The plot_evolution() function shows how the estimated parameter distributions change over the waves.

plot_evolution(smc_fit, truth)

This plot displays the posterior density estimates for each parameter, faceted by wave number. It allows you to visualize how the algorithm progressively narrows down the plausible parameter space from the initial prior distributions towards the final posterior, centred around the truth.


Step 7: Check Parameter Correlations

Finally, plot_correlations() helps understand the relationships between parameters in the final posterior sample.

plot_correlations(smc_fit$posteriors, truth)

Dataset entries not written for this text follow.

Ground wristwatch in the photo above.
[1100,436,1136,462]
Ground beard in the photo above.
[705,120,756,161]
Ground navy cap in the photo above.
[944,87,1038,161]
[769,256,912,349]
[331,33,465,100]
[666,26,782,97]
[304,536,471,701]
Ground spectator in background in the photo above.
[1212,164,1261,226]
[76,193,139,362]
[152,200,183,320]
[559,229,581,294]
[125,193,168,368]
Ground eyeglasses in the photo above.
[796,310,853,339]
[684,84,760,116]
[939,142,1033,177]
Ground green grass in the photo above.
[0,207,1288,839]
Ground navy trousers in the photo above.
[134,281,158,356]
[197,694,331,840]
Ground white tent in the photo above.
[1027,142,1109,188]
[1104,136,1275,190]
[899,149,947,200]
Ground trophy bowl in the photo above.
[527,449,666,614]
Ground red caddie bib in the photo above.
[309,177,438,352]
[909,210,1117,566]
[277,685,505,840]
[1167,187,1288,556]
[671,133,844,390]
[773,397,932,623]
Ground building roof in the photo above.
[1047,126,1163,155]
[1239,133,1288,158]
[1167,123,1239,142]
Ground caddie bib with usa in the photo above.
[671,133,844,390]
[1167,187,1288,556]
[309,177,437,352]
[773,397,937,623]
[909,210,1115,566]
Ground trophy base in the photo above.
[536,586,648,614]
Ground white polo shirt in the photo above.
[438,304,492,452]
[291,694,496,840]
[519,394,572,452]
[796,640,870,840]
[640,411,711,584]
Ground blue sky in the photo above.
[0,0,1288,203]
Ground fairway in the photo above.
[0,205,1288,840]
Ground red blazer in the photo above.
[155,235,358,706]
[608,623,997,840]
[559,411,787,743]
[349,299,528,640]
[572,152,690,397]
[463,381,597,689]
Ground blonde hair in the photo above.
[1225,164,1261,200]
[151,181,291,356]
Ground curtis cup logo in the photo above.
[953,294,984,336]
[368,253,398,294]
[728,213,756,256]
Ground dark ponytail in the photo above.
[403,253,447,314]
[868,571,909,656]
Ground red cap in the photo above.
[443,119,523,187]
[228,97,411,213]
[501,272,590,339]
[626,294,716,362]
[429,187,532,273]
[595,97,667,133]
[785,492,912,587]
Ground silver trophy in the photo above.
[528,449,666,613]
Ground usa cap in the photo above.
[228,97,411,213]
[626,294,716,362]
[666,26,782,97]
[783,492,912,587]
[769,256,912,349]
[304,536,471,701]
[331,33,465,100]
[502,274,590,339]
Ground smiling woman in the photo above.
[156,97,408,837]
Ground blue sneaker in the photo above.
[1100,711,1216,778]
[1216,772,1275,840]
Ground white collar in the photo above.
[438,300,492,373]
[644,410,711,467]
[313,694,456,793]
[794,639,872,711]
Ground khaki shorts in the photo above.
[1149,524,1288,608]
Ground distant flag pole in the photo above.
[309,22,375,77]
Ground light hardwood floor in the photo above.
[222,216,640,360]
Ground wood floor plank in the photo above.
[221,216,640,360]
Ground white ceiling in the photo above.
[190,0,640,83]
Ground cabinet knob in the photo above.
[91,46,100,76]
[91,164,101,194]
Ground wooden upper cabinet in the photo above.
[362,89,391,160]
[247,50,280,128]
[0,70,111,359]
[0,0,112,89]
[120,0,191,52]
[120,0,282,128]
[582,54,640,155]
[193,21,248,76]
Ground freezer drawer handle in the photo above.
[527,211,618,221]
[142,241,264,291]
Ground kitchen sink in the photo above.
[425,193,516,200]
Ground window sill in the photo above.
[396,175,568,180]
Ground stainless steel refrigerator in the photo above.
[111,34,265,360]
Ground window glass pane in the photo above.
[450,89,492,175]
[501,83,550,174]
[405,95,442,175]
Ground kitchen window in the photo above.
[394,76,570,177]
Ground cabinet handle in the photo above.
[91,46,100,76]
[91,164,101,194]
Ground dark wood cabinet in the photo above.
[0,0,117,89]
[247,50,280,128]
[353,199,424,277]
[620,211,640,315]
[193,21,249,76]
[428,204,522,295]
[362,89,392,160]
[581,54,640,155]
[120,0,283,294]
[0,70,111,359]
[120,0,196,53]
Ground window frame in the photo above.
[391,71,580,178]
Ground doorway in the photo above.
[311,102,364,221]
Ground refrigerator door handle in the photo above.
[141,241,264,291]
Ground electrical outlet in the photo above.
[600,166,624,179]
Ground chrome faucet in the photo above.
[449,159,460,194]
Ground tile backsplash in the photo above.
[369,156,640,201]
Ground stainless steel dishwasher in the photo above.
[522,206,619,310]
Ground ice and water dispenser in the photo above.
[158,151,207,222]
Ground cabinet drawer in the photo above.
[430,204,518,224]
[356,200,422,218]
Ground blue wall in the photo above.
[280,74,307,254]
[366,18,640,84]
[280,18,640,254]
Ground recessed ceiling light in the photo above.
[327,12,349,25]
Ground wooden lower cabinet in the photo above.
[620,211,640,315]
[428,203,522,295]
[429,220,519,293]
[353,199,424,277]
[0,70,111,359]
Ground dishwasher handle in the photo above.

This heatmap shows the correlation coefficients between pairs of parameters based on the final set of weighted particles. Correlations can indicate dependencies learned by the model or potential identifiability issues. Comparing the correlation structure to the truth values (if applicable) can provide further insight.


Conclusion

ABC-SMC provides an efficient way to perform Bayesian inference for models where the likelihood is intractable. By iteratively refining the parameter proposals based on previous results, it can achieve good posterior approximations with significantly fewer simulations than basic rejection sampling. Diagnosing convergence using plot_convergence() is important to ensure the algorithm has run for enough waves to stabilize the estimates.